Über die Reiter erreicht man nicht nur die Geschäfte für „Bekleidung & Accessoires“, sondern auch Restaurants und Cafés über „Essen & Trinken“, unter „Freizeit & Technik“seien beispielsweise Elektro- und Fahrradgeschäfte aufgelistet, über „Handwerk & Dienstleistung“findet man Handwerksbetriebe und Banken.
Klickt der Nutzer die einzelnen Betriebe an, können auf der jeweiligen Website Gutscheine und Waren bestellt oder der Liefer- oder Abholservice in Anspruch genommen werden.
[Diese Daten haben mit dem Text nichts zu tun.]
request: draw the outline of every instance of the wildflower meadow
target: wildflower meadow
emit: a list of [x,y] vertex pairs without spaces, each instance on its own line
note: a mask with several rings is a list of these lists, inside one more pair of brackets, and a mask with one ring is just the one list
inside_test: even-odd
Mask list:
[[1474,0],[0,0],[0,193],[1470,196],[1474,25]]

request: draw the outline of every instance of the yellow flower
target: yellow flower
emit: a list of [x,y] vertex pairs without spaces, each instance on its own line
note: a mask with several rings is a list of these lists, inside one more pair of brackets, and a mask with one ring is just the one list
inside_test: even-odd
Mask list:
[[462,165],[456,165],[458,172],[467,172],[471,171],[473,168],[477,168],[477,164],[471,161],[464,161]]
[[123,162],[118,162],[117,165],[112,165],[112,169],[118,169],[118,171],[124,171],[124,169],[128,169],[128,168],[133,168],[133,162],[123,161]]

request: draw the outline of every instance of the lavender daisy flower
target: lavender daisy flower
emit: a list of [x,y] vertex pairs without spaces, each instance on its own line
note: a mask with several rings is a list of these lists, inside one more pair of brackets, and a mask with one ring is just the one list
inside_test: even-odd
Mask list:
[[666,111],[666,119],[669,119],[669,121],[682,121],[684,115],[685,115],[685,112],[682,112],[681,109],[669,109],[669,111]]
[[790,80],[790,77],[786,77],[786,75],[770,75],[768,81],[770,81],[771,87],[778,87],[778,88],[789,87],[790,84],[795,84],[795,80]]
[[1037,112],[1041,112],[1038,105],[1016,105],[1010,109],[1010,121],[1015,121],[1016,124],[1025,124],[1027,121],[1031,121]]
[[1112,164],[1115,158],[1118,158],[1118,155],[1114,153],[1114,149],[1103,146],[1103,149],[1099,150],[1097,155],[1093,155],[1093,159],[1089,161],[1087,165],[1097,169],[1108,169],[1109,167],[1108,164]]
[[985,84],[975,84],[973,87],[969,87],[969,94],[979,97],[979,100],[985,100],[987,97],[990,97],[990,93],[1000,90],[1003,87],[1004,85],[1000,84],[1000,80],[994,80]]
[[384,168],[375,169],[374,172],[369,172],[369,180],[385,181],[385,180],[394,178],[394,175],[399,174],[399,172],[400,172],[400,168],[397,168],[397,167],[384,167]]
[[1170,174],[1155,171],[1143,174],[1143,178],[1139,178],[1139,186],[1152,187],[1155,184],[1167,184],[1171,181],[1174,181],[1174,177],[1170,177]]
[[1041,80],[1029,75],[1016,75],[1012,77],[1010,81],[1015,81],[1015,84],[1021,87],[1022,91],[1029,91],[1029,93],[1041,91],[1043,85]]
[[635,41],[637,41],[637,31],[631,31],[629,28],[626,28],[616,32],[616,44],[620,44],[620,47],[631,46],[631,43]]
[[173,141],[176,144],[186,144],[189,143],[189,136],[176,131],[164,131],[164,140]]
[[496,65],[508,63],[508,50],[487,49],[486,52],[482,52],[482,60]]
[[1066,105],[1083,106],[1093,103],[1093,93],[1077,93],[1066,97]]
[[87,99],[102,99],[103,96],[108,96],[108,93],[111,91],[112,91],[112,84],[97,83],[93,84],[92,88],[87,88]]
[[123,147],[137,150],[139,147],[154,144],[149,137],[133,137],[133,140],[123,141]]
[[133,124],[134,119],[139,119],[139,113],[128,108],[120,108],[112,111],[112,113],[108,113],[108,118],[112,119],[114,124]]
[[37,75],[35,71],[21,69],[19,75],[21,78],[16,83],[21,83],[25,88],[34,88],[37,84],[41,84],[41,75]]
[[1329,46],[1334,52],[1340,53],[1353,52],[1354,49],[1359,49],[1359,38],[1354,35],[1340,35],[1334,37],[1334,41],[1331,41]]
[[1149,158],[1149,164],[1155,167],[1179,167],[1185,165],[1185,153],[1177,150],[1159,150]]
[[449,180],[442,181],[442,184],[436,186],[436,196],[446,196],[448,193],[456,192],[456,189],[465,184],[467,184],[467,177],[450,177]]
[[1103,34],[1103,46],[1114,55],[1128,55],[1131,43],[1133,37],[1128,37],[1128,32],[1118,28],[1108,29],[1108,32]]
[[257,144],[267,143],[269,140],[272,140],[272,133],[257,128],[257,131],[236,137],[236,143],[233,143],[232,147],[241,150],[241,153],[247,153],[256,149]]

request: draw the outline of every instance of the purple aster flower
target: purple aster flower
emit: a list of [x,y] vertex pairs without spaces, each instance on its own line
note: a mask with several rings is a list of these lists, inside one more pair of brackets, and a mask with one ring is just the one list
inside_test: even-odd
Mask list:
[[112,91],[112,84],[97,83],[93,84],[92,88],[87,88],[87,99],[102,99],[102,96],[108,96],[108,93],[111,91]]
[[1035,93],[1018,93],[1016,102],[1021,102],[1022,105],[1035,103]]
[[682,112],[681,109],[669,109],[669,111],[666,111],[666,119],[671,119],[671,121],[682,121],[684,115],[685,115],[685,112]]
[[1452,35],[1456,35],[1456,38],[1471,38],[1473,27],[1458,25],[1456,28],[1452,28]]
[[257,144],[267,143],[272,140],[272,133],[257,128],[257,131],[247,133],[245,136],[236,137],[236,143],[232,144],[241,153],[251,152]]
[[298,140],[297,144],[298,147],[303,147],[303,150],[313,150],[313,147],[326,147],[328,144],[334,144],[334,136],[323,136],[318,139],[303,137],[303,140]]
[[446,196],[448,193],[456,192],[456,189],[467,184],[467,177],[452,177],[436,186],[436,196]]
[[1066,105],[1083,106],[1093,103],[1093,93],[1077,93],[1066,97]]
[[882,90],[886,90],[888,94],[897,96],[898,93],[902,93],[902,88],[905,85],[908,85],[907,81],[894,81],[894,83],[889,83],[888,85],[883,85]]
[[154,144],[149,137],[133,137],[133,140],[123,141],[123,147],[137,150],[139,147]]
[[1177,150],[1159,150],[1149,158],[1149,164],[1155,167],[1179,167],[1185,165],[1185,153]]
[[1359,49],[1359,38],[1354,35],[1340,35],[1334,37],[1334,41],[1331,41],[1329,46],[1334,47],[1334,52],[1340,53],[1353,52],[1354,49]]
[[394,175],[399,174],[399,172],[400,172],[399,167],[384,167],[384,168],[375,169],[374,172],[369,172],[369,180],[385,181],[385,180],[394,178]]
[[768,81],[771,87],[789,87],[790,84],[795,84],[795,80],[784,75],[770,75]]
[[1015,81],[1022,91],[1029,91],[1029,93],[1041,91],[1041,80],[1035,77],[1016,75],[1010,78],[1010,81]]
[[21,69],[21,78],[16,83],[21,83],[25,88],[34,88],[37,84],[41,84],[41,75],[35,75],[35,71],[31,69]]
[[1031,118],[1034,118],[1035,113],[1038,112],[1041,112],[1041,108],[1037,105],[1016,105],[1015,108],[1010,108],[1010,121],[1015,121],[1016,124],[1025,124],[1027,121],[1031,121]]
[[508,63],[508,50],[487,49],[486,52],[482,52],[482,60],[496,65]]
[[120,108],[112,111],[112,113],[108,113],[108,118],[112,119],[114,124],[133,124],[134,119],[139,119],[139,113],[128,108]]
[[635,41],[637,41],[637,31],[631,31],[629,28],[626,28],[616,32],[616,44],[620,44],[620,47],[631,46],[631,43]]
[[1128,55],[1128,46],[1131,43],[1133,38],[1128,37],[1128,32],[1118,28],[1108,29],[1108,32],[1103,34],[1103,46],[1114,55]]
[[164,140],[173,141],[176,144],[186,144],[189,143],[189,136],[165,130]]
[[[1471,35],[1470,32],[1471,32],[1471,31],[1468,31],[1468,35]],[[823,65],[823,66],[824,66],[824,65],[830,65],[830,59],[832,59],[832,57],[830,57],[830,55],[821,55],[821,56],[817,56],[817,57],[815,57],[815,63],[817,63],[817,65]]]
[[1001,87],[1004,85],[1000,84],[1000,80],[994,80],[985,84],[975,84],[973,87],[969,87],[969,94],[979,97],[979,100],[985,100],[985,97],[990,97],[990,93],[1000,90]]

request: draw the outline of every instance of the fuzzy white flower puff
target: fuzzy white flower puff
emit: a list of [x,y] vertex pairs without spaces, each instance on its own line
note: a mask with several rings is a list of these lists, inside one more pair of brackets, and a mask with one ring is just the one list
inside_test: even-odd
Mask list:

Dabei wird der Kontakt immer direkt mit dem jeweiligen Geschäftsinhaber hergestellt. Ein Gutscheinsystem, bei dem die Gutscheine über den UBS bestellt, bezahlt und abgerechnet werden, wurde aus Gründen der Haftung nicht weiterverfolgt, erklärt Daniel Geiger, stellvertretender Vorsitzender im UBS. Er sieht die hohe Teilnehmerzahl schon jetzt als einen Erfolg der Aktion. Ein Beispiel, dass Bad Saulgau in schwieriger Zeit zusammenhält, ist der Entwickler der Website selbst. Patrick Barth ist vergangenen August mit seiner Familie mit zwei Kindern wieder nach Bad Saulgau gezogen. Hier ist er geboren. Im Alter von 20 Jahren verließ er die Stadt, wohnte in Biberach, Ulm und Augsburg. Warum er sich für das Geschäftsleben engagiert? „Ich mag es, lokal einzukaufen, und ich möchte, dass das Stadtbild hier erhalten bleibt.“Und das sieht der SoftwareEntwickler durch die Folgen der jetzt verordneten Maßnahmen in Gefahr.
Beim UBS sieht Alexandra Lott durch die Aktion einen ganz neuen Zusammenhalt: „Man sieht, dass wir in dieser schwierigen Zeit alle zusammenstehen, Handwerk, Einzelhandel und Dienstleister“. Nicht auszuschließen ist, dass dieses Zusammenstehen noch weitere Kreise zieht. Denn wer sich beteiligen möchte, muss Mitglied im UBS sein. Und wer mitmachen möchte und noch nicht Mitglied ist? „Der wird dann eben Mitglied“, sagt UBS-Vertreter Daniel Geiger.